Un réajustement qui a conduit Boeing à envisager la remise en service du 737 MAX dès le mois d’août. Mais ASC, qui a conduit une étude évaluant les différents scénarios de sortie de crise, n’y croit pas. Un retour des vols commerciaux à l'été, comme le prévoit l'un des scénarios étudiés, "n’est pas réaliste", estime Marc Durance d'ASC. D’autant que la FAA a décelé une nouvelle anomalie fin juin en effectuant des tests sur simulateurs, cette fois au niveau d’un microprocesseur utilisé pour activer des panneaux à l’arrière de l’appareil, servant là-encore à sa stabilisation. Le calendrier dépendra au final de l'ampleur des modifications à apporter à l'appareil. 

Dans ces conditions, même la prévision tablant sur une reprise des vols d’ici à la fin de l’année semble "très optimiste". "Il faudrait que les planètes s'alignent", souligne Marc Durance. Car un autre problème se pose: celui du manque de simulateurs adaptés à l'appareil. Actuellement, il n’en existerait qu'une dizaine dans le monde. La formation des 4000 pilotes -qu'ils réclament eux-mêmes- prendra donc forcément du temps. Même si tous n'auront pas nécessairement besoin d'être formés dans l'immédiat pour que le 737 MAX puisse revoler, il est tout de même nécessaire qu'une "masse critique de pilotes" le soit. ASC estime qu'il faut au moins "deux à trois mois" pour que suffisamment de pilotes soient formés. 

Certifications 

Enfin, Boeing espère obtenir les autorisations de l’ensemble des autorités aériennes. Ce qui est loin d’être fait. Quand bien même la FAA donnerait son aval, resterait à convaincre l’Agence européenne de la sécurité aérienne (AESA) mais aussi la Chine. Si le PDG de Boeing Dennis Muilenburg a affirmé que les différentes agences ont la "volonté de converger", la Chine pourrait faire preuve de plus grandes réticences et "prendre un peu plus de temps" compte tenu notamment des "relations commerciales tendues" avec les États-Unis, explique Marc Durance selon lequel "ce n'est pas un scénario inconcevable". Si tel était le cas, 30% des 4425 MAX figurant sur le carnet de commandes seraient impactés.

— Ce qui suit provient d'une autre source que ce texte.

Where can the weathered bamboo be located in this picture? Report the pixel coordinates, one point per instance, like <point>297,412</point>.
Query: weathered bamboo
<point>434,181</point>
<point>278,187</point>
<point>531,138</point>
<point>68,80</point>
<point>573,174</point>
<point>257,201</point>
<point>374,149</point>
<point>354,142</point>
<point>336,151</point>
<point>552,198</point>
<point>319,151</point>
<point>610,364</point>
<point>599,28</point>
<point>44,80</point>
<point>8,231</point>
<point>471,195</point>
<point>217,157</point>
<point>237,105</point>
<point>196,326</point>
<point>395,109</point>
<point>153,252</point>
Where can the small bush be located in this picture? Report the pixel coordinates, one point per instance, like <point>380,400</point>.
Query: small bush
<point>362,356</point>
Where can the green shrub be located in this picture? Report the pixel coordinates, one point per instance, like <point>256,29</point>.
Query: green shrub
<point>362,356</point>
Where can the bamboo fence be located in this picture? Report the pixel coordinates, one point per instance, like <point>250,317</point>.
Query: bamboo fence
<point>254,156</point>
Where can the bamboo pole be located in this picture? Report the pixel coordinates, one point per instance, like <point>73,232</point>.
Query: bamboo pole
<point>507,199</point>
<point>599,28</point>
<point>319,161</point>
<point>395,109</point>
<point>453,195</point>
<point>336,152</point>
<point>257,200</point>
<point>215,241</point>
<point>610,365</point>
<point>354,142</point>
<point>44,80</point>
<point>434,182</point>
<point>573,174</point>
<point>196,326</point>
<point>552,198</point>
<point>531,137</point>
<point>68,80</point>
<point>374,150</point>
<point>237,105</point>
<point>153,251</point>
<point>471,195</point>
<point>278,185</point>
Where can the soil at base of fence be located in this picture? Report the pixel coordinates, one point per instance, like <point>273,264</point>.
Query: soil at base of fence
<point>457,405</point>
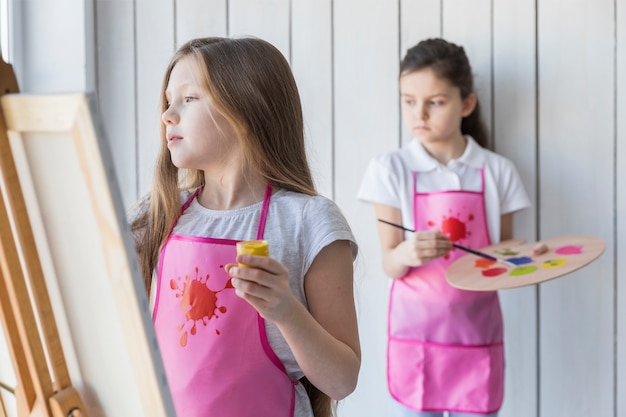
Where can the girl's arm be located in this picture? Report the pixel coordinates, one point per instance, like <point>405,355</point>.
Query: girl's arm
<point>324,340</point>
<point>399,254</point>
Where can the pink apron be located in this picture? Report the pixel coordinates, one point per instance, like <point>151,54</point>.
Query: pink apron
<point>445,348</point>
<point>217,358</point>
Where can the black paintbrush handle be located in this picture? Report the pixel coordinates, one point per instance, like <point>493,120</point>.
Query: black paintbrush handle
<point>466,249</point>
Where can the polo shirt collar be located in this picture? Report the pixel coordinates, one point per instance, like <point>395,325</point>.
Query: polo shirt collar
<point>472,156</point>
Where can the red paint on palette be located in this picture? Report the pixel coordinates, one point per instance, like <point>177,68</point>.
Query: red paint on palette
<point>493,272</point>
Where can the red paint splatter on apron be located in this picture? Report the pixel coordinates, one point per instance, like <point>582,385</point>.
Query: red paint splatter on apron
<point>453,228</point>
<point>198,302</point>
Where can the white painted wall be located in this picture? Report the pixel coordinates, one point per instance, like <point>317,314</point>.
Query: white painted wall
<point>551,77</point>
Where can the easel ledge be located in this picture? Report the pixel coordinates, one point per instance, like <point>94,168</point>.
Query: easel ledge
<point>44,388</point>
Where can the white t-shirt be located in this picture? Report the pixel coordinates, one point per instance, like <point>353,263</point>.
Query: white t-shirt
<point>389,180</point>
<point>297,228</point>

L’ensemble de ces problématiques ont ainsi conduit ASC a opter pour le scénario "médian", à savoir une remise en service au premier semestre 2020, sachant qu'avant la formation des pilotes, "il faut trois mois" entre la présentation des correctifs à apporter à l'appareil, laquelle n'a officiellement pas encore eu lieu, et la délivrance de la certification, précise Marc Durance. 

"Une dizaine de milliards de dollars"

Le scénario du pire dans lequel Boeing verrait ses correctifs refusés par la FAA et serait contraint de "réaliser une modification majeure du design du 737", est quant à lui jugé "très peu probable". Mais dans le cas où il se réaliserait, la remise en service de l'appareil n'interviendra pas au moins avant 2021.

Reste la question de la facture d’une telle crise. Si elle s’avère très difficile à chiffrer, le coût pour Boeing est estimé à "une dizaine de milliards de dollars" avec notamment 800 millions de dollars de dommages et intérêts à verser pour immobilisation auxquels il faut ajouter le coût pour retard de livraisons, le dédommagement des victimes, la formation des pilotes, les différents correctifs apportés et l’annulation de commandes.